Der beste Zeitpunkt liegt im frühen Nachauflauf der Schadgräser, idealerweise wenn das Ausfallgetreide das 2-Blatt- bis Bestockungsstadium (BBCH 12–29) erreicht hat und aktiv wächst. Zu diesem Zeitpunkt ist die Blattfläche ausreichend groß für eine optimale Wirkstoffaufnahme, und die Pflanzen befinden sich in einer vitalen Wachstumsphase.
Wie wirkt sich kühle Witterung auf die Effektivität von PHANTOM aus?
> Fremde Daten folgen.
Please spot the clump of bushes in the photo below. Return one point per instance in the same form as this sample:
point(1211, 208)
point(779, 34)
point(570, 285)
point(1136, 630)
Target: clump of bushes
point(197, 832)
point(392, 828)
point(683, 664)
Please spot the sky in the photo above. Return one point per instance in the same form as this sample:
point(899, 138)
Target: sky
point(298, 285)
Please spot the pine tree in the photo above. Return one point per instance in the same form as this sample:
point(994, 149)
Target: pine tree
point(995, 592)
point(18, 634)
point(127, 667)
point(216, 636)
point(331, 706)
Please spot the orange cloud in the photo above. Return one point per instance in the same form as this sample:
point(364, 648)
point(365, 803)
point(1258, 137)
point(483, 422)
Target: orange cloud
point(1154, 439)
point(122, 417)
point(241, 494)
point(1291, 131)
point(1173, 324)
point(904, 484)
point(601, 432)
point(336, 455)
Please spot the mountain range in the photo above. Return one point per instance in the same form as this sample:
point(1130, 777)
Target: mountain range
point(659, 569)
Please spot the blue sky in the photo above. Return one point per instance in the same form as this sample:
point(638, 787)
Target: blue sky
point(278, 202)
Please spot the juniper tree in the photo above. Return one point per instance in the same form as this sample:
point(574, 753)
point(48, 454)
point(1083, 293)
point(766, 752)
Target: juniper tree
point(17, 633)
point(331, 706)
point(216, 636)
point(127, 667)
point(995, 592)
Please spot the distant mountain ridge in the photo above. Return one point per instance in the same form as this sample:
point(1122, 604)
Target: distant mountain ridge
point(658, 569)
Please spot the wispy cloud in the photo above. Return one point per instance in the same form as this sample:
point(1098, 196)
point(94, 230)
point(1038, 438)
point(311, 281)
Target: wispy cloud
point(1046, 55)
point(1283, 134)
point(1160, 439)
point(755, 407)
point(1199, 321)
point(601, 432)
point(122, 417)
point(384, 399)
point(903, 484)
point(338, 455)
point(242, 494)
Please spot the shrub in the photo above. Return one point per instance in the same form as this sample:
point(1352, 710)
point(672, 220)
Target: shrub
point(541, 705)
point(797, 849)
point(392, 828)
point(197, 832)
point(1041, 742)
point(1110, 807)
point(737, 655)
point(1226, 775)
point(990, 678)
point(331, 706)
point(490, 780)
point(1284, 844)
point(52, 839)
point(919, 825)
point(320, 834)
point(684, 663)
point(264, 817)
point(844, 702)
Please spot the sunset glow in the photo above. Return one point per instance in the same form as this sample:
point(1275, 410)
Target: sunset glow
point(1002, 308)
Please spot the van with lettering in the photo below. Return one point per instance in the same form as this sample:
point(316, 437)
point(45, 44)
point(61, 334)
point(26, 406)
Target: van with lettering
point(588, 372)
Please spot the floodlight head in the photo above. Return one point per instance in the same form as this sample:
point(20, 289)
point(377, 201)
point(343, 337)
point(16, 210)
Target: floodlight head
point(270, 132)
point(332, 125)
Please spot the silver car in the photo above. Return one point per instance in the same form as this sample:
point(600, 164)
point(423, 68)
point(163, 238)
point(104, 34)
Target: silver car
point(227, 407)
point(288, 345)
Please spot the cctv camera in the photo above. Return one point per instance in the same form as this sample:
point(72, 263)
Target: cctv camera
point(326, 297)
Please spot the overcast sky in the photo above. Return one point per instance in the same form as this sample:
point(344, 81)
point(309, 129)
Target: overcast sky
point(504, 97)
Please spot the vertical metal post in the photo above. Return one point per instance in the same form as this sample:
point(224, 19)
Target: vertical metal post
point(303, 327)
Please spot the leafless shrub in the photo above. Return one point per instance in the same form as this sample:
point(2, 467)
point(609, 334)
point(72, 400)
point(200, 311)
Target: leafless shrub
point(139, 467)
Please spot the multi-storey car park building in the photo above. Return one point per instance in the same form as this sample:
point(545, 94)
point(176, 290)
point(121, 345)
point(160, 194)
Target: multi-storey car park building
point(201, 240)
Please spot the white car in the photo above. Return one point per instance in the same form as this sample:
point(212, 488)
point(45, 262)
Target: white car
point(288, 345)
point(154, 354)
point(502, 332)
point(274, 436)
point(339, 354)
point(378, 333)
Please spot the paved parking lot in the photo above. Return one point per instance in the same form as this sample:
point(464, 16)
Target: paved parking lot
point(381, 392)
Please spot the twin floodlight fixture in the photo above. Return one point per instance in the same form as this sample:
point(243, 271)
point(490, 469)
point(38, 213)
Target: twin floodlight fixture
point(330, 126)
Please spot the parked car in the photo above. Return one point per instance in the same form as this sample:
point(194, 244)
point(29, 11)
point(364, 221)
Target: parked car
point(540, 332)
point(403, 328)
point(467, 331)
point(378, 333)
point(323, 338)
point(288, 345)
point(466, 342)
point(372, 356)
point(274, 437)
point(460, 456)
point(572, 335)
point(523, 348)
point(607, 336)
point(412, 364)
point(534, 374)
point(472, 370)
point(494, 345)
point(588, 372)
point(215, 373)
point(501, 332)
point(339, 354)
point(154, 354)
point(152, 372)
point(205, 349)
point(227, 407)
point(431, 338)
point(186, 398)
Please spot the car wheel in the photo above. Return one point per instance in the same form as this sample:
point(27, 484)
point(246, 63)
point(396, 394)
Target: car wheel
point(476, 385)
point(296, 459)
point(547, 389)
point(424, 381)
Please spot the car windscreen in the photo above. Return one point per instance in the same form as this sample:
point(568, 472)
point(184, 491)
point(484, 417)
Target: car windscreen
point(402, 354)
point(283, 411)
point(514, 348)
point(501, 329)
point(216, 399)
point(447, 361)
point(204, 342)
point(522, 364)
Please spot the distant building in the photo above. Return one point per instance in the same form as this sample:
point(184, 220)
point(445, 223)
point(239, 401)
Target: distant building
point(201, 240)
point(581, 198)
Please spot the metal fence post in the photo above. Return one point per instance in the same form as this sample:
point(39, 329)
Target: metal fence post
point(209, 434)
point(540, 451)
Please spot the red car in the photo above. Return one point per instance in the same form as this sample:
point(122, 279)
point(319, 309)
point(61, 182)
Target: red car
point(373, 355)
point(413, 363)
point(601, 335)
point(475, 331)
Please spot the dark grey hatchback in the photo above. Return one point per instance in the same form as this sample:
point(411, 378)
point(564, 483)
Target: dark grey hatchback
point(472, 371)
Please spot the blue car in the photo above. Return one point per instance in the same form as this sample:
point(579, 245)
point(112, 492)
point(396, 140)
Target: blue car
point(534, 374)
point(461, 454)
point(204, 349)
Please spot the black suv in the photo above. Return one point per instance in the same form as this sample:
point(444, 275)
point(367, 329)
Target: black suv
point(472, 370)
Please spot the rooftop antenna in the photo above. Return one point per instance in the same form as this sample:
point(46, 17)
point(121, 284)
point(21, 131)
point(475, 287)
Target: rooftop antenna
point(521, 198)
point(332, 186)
Da PHANTOM ein systemisches Herbizid ist, hängt die Wirkung stark vom aktiven Stoffwechsel der Schadgräser ab. Bei kühlen Temperaturen verzögert sich der Wirkungseintritt (Symptome zeigen sich erst später), die Endwirkung wird jedoch bei ausreichender Bodenfeuchtigkeit und einsetzendem Wachstum voll erreicht. Extreme Kälte oder Frostperioden direkt nach der Behandlung sollten vermieden werden.
Kann PHANTOM auch zur Bekämpfung von mehrjährigen Gräsern wie der Gemeinen Quecke eingesetzt werden?
Ja, PHANTOM ist hervorragend gegen die Gemeine Quecke wirksam. Für eine erfolgreiche Bekämpfung muss die Quecke jedoch genügend Blattmasse gebildet haben (ca. 15–20 cm Wuchshöhe), damit ausreichend Wirkstoff aufgenommen und in die unterirdischen Rhizome transportiert werden kann. Hierbei ist meist die höhere zugelassene Aufwandmenge erforderlich.
Warum sollte PHANTOM nicht unmittelbar mit Herbiziden gegen zweikeimblättrige Unkräuter gemischt werden?
Mischungen mit Wuchsstoffen oder bestimmten anderen Herbiziden gegen zweikeimblättrige Unkräuter können einen physiologischen Antagonismus hervorrufen. Dies führt dazu, dass die Aufnahme und der Transport von Fluazifop-P im Gras gestört werden, was die Gräserwirkung deutlich mindert. Ein zeitlicher Abstand von 3 bis 5 Tagen zwischen den Behandlungen behebt dieses Problem.
Ist nach der Anwendung von PHANTOM eine Regenpause einzuhalten?
Ja, um eine optimale Wirkung zu gewährleisten, sollte nach der Applikation für mindestens 1 bis 2 Stunden kein Niederschlag fallen. Diese Zeit benötigt der Wirkstoff, um vollständig in das Blattgewebe der Schadgräser einzudringen.
Wie finde ich heraus, ob PHANTOM für meine spezifische Kultur im aktuellen Jahr zugelassen ist?
Da sich Zulassungsbestimmungen und Indikationserweiterungen (z. B. nach § 22 Abs. 2 PflSchG) ändern können, sollten Sie stets die aktuelle Online-Datenbank des Bundesamtes für Verbraucherschutz und Lebensmittelsicherheit (BVL) konsultieren oder die Filterfunktionen auf agronomy.farmable.tech nutzen, um die tagesaktuellen Zulassungsdaten für Ihre Kultur abzugleichen.